The spleen acts as a filter for old red blood cells, holding a reserve of blood in case of hemorrhagic shock. It is also an area where lymphocytes can concentrate. It can become enlarged (splenomegaly) in certain hematologic disorders and cancers. To assess an enlarged spleen, the nurse would palpate the area of the:

Upper left quadrant of the abdomen The spleen is located to the left of the stomach, in the upper left of the abdomen. It plays an important role in the immune system.

The nurse is assessing a client for constipation. Which review should the nurse conduct first to identify the cause of constipation?

Usual pattern of elimination Constipation has many possible causes and assessing the client's usual pattern of elimination is the first step in identifying the cause. The nurse should obtain a description of the bowel elimination pattern, asking about the frequency, overall appearance and consistency of stool, blood in the stool, pain, and effort necessary to pass stool. It is also essential for the nurse to review the client's current medications, diet, and activity levels.

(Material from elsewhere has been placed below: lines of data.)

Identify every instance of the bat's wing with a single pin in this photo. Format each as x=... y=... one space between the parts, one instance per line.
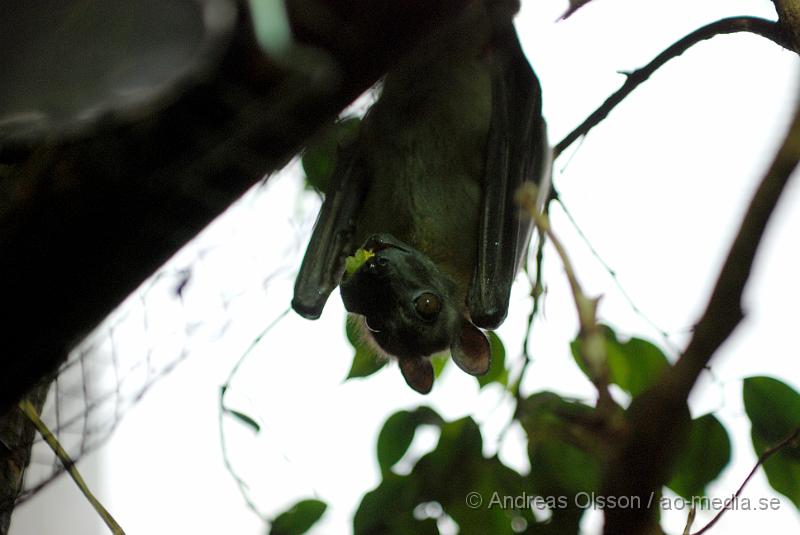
x=331 y=241
x=517 y=151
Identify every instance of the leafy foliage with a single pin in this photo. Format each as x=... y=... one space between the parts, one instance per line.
x=706 y=453
x=774 y=411
x=299 y=518
x=497 y=372
x=634 y=365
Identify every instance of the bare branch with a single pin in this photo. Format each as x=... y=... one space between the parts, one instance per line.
x=761 y=460
x=659 y=418
x=765 y=28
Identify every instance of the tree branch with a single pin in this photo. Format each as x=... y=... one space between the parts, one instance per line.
x=765 y=28
x=659 y=418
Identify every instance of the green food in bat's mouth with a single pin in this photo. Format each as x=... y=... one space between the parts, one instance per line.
x=353 y=263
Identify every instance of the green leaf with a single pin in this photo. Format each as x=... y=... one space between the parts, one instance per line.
x=319 y=158
x=561 y=445
x=497 y=371
x=395 y=438
x=245 y=419
x=634 y=366
x=366 y=360
x=706 y=453
x=774 y=411
x=398 y=433
x=439 y=362
x=299 y=518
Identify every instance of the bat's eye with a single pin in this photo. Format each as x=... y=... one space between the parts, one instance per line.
x=428 y=306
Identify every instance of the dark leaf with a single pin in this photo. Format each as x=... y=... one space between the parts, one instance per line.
x=562 y=447
x=366 y=360
x=497 y=371
x=707 y=452
x=774 y=411
x=634 y=365
x=398 y=433
x=395 y=438
x=299 y=518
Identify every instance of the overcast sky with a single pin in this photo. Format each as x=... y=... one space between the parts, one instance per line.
x=658 y=189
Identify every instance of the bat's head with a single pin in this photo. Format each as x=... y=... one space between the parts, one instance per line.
x=412 y=310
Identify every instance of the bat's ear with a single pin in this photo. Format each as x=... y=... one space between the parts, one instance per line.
x=471 y=350
x=418 y=373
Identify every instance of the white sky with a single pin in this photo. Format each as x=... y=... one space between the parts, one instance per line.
x=658 y=188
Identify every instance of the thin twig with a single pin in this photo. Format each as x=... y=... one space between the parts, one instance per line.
x=592 y=348
x=241 y=484
x=657 y=416
x=758 y=26
x=613 y=274
x=761 y=460
x=30 y=412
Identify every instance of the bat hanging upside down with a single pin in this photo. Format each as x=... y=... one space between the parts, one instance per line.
x=427 y=193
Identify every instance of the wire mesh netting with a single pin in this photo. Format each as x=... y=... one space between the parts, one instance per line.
x=227 y=283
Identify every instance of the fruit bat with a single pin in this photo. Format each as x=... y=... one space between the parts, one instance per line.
x=426 y=194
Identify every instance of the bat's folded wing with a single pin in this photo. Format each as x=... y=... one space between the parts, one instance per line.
x=323 y=263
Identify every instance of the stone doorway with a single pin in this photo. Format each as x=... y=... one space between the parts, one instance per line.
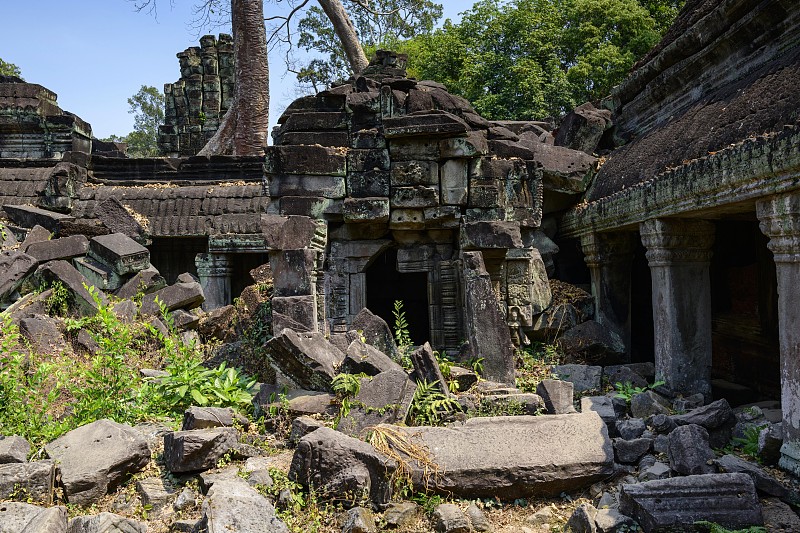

The nurse is caring for a client with herpes zoster. The nurse documents the lesions as

Vesicles The lesions form herpes zoster are vesicles, defined as circumscribed, elevated, palpable masses that contain serous fluid and are less than 0.5 cm in diameter. Wheals are elevated masses with transient, irregular borders. Pustules are pus-filled lesions. Cysts are encapsulated fluid-filled or semisolid masses in the subcutaneous tissue or dermis.